Revisiting the MovieLens Database

What a great opportunity to put the MovieLens data to good use (again).  Previously, I had used this dataset to build a movie recommendation engine based on the book Collective Intelligence.  I will be spending lots of time at work creating OLAP cubes for business reporting.

Immediately, I thought the Movielens dataset would be as good as it comes to practice concepts and practices I’ll be exposed to at work.  I am going to need all the help and practice since the world of Business Intelligence is new to me.

A little history about the dataset I am referring to can be found at the GroupLens Research.  The dataset I am planning on using can be found here. This time, I’ll be using the 10 million ratings set since it seems everything at work is measured in millions.  There are a few other variations of this data. Look around; you may find something you like.

After downloading the files, I proceeded to import all the data as is into our ‘original’ database.  I am using some late flavor of mySQL and was able to import the data without much fuss.  The only thing I had to do was replace the delimiters (double colons ::) in the movies data file for something else.  Movie titles with colons where being inadvertently ‘split’ across more than one column on import.  Doing this produces a database with three initial tables.
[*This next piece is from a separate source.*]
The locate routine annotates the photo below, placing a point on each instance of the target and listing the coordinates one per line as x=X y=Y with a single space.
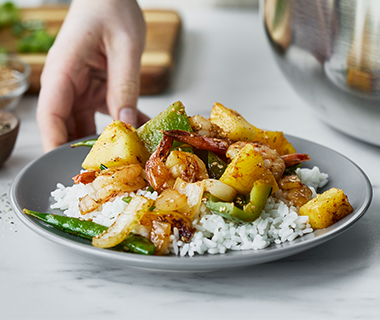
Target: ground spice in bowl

One table holds information on the users rating at least 20 movies, another one holds all the movie information and the last one holds the 10 million ratings for these movies looking like this:

10m_ratings(userID, movieID, rating, timestamp)
10m_tags(userID, movieID, tag, timestamp)
10m_movies(movieID, title, genres)

Table naming prefix aids infer purpose since I am restricting myself for one database for this project.  More so, sql styles and the like suit me fine 😉

In total, you end up with a database a bit less than 400 MBs.  Relevant information for data I will be using can be found here.  If there is any interest and licensing allows it, I’ll post a sql dump or db backup to share and same someone some time.